Decisão reconhece situação excepcional e prioriza direitos das crianças diante da ausência de rede familiar apta ao cuidado

Sexta-feira, 30 Janeiro de 2026 - 08:00 | Sandra Salvatierre


Defensoria garante prisão domiciliar humanitária a mãe de crianças em Rio Negro
O pedido foi fundamentado no princípio constitucional da proteção integral à criança, além de precedentes dos tribunais superiores que admitem a substituição da prisão. (Foto: Reprodução)

A Defensoria Pública de Mato Grosso do Sul obteve a concessão de prisão domiciliar em caráter humanitário para uma mulher, mãe de três crianças, no município de Rio Negro. A medida foi confirmada após a constatação de que duas das filhas precisaram ser encaminhadas a acolhimento institucional emergencial, em razão da inexistência de familiares capazes de assumir os cuidados.

Segundo o defensor público Rodrigo Duarte Quaresma, a situação foi apresentada ao Judiciário logo após a prisão da assistida, com destaque para o impacto direto da privação de liberdade materna sobre os direitos fundamentais das crianças.

“A Defensoria demonstrou que a ausência da mãe produzia efeitos imediatos e graves sobre a proteção integral das filhas, especialmente diante do acolhimento institucional já determinado”, afirmou.
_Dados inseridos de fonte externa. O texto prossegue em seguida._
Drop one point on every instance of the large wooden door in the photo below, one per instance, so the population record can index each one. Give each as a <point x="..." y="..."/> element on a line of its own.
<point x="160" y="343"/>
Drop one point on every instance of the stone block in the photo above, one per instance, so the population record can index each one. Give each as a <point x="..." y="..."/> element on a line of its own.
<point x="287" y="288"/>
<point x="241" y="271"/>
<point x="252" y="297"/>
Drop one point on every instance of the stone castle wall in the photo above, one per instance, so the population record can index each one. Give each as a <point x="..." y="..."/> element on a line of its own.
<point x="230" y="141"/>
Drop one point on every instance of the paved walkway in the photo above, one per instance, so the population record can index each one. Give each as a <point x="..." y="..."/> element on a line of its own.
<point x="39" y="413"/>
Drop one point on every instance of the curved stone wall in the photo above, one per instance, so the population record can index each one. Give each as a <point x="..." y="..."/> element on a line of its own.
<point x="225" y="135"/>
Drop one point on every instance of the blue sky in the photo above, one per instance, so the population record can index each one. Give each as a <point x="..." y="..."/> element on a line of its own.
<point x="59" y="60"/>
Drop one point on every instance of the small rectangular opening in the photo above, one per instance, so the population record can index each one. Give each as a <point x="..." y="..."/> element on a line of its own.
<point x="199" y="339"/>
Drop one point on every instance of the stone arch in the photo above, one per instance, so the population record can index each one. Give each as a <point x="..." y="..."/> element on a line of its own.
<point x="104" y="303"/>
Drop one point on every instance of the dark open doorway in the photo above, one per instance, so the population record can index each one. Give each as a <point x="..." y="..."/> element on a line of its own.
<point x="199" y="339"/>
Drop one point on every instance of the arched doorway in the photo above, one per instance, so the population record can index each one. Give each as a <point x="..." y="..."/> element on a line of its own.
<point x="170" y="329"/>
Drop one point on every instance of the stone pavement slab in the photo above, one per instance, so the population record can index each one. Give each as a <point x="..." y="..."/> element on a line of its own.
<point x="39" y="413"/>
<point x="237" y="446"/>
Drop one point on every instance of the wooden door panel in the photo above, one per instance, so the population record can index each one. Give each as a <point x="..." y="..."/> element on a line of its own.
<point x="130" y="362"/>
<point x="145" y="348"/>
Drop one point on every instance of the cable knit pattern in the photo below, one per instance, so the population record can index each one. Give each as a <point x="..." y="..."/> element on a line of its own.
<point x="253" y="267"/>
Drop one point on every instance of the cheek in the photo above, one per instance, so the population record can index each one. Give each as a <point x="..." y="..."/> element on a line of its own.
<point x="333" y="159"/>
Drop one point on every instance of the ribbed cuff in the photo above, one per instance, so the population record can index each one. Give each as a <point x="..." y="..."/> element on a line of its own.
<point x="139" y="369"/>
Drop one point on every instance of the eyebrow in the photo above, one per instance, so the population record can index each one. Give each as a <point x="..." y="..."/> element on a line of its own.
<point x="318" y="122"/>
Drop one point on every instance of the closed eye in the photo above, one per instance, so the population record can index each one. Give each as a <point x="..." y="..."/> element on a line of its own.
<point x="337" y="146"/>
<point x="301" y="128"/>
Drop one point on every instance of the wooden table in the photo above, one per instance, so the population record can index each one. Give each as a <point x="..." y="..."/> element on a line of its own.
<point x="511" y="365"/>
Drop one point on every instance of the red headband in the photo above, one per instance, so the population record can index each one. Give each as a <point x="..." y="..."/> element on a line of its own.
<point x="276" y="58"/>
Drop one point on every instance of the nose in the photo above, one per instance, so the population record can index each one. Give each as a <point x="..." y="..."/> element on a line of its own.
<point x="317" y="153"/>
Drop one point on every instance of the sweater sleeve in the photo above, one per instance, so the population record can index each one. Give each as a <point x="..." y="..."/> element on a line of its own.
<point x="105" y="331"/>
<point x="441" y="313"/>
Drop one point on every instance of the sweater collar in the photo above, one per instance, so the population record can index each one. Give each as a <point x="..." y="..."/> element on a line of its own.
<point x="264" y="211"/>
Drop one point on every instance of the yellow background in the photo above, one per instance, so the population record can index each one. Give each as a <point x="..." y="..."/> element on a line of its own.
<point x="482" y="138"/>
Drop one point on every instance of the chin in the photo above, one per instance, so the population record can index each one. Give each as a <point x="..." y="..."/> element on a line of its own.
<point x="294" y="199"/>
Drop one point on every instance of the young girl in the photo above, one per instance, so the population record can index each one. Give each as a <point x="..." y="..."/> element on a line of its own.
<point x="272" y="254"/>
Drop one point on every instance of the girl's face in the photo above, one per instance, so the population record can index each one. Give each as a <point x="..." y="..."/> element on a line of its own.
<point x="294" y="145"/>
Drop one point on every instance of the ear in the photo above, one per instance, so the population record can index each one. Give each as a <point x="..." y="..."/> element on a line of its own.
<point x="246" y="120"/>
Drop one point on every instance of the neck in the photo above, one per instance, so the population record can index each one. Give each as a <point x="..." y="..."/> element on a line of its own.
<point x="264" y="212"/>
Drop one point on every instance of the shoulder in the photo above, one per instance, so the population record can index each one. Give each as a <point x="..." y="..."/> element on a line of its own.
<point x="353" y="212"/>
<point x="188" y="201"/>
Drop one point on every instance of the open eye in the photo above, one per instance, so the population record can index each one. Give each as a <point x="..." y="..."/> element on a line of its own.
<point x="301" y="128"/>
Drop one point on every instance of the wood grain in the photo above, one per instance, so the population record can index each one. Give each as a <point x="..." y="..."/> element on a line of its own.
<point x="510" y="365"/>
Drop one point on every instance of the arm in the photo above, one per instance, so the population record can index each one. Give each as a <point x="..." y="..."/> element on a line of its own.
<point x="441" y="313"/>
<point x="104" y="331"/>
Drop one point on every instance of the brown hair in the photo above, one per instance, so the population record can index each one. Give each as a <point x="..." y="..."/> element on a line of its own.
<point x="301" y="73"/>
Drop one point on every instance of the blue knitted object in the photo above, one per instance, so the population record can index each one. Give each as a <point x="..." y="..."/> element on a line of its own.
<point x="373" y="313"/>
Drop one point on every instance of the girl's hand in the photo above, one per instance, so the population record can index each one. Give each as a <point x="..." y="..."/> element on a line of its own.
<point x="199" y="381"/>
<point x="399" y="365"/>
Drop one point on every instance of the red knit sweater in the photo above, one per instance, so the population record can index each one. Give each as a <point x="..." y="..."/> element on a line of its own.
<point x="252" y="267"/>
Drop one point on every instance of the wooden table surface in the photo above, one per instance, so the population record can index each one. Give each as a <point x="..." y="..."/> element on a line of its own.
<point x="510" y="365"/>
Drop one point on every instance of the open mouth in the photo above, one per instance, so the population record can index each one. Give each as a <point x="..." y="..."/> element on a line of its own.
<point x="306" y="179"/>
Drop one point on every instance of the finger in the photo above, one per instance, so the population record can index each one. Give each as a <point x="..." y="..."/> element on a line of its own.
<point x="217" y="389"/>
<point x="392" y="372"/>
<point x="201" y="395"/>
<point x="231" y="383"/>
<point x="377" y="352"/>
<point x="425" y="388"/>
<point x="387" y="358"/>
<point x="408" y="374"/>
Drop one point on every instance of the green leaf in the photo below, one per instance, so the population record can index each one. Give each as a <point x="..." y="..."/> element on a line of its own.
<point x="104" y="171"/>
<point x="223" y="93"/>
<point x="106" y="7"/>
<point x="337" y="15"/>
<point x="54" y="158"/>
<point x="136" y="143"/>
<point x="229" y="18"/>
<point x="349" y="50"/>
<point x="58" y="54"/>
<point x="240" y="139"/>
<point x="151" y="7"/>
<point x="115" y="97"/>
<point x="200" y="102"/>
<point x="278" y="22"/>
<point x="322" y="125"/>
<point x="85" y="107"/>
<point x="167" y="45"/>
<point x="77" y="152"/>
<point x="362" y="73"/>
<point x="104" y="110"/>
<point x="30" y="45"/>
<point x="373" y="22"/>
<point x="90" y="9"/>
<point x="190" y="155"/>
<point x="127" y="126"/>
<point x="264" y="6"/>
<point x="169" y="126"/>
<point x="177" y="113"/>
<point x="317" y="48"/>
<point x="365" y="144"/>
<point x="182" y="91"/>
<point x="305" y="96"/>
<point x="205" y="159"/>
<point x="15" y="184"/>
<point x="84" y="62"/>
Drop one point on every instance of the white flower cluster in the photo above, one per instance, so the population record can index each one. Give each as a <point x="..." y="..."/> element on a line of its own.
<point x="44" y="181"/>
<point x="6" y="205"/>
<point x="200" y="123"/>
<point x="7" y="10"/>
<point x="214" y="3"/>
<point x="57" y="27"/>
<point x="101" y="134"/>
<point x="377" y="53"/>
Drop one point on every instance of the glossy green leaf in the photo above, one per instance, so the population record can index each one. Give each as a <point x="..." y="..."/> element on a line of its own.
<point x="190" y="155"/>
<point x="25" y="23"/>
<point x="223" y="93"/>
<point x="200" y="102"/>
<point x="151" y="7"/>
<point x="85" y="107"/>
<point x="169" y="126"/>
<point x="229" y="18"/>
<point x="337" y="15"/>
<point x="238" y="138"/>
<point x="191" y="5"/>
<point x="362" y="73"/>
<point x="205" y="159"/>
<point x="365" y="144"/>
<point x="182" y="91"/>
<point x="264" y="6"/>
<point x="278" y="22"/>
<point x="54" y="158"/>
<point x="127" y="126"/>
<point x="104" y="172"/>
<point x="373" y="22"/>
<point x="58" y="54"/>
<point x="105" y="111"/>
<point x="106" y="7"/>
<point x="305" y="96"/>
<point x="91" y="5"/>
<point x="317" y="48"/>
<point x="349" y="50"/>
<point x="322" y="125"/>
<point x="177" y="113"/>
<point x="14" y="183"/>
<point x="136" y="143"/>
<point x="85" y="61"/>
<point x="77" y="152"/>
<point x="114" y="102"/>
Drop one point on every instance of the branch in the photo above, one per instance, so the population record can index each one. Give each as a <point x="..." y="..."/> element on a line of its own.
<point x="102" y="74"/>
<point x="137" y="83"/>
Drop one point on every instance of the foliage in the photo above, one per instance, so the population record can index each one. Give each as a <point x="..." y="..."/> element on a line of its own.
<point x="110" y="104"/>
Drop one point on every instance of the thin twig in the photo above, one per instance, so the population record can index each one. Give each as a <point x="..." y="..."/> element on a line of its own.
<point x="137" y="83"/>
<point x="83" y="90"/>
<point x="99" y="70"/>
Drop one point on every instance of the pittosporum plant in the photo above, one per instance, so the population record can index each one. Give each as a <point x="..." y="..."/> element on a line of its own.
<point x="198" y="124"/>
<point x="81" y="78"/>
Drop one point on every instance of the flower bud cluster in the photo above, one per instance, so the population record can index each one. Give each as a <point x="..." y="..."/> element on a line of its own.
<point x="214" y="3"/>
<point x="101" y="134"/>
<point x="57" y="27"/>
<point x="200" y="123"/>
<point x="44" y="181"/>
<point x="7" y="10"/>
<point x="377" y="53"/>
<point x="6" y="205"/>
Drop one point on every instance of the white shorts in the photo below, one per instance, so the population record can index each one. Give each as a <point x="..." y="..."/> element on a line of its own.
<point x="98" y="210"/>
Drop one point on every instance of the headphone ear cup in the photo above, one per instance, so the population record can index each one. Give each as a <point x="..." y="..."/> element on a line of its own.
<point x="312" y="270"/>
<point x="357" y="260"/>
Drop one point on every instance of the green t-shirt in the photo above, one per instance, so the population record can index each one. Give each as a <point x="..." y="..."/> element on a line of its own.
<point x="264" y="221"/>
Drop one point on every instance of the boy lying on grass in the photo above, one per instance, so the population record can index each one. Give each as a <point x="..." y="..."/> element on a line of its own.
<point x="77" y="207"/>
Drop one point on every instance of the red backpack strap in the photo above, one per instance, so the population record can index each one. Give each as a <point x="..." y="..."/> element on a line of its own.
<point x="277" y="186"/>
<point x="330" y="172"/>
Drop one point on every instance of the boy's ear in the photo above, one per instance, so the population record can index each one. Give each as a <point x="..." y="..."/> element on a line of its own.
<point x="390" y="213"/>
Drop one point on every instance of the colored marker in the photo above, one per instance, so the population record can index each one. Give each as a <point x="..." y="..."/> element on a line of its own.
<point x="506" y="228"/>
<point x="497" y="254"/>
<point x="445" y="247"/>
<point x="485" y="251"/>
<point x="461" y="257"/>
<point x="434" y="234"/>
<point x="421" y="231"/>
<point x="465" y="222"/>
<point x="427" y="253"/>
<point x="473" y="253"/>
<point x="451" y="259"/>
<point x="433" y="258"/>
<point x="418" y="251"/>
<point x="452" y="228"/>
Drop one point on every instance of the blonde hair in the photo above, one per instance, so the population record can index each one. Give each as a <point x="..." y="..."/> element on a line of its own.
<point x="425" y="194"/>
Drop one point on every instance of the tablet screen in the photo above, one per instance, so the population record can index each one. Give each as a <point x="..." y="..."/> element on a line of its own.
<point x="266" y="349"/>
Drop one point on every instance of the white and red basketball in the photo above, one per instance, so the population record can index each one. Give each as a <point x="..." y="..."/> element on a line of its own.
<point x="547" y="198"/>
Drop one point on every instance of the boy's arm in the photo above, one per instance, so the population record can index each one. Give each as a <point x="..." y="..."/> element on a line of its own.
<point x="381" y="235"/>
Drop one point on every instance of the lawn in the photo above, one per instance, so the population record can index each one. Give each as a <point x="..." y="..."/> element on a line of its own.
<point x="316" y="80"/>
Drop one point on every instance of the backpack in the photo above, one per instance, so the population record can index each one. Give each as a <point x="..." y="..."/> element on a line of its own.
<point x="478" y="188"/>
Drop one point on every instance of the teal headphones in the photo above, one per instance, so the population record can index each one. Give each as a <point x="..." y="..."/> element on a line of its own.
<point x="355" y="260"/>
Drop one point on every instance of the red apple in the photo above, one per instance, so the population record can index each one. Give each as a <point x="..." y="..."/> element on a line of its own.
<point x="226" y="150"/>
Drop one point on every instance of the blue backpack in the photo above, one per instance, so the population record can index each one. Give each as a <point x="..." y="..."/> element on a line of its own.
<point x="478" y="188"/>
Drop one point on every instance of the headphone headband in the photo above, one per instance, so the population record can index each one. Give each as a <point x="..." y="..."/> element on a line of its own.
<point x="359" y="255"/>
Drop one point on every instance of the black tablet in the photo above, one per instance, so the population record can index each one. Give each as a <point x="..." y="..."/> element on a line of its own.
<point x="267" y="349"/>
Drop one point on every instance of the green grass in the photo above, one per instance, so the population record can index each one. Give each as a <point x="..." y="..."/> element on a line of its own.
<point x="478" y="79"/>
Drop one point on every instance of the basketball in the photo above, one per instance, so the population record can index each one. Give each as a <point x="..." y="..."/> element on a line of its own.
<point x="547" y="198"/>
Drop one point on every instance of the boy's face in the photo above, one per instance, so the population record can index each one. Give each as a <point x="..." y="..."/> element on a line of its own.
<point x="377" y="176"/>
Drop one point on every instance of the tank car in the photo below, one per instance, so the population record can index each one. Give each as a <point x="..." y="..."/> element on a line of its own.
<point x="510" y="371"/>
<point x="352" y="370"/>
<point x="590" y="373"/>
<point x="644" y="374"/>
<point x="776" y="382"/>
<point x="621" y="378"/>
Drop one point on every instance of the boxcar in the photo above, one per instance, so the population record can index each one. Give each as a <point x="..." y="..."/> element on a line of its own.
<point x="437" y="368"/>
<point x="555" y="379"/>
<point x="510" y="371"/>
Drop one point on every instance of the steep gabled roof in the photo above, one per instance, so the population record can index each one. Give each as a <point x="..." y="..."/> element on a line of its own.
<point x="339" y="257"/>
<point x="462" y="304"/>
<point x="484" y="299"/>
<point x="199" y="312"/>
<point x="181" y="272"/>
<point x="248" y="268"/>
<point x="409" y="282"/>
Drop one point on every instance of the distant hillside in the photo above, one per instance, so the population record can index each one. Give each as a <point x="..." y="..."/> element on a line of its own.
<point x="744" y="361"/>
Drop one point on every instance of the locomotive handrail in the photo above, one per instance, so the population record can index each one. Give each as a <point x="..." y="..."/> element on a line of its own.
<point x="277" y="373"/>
O pedido foi fundamentado no princípio constitucional da proteção integral à criança, além de precedentes dos tribunais superiores que admitem a substituição da prisão por domiciliar humanitária para mães de crianças pequenas, mesmo fora do regime aberto.

Defensoria garante prisão domiciliar humanitária a mãe de crianças em Rio Negro
Defensoria Rodrigo Quaresma.
 (Foto: Arquivo/ DPMS)
 

 

Ao analisar o caso, o Juízo da Vara de Execução Penal reconheceu a excepcionalidade da situação e destacou que a presença materna é indispensável para garantir cuidado, saúde e bem-estar, sobretudo em contexto de fragilidade social.

Com isso, foi deferida a prisão domiciliar com monitoramento eletrônico, solução que possibilita o acompanhamento do cumprimento da pena sem romper o convívio familiar.

Para o defensor, a decisão representa a efetivação concreta de direitos constitucionais.

“A atuação da Defensoria buscou assegurar não apenas a dignidade da pessoa em cumprimento de pena, mas, sobretudo, os direitos das crianças, que não podem ser penalizadas pela ausência da mãe quando inexiste outra rede de apoio familiar”, concluiu Quaresma.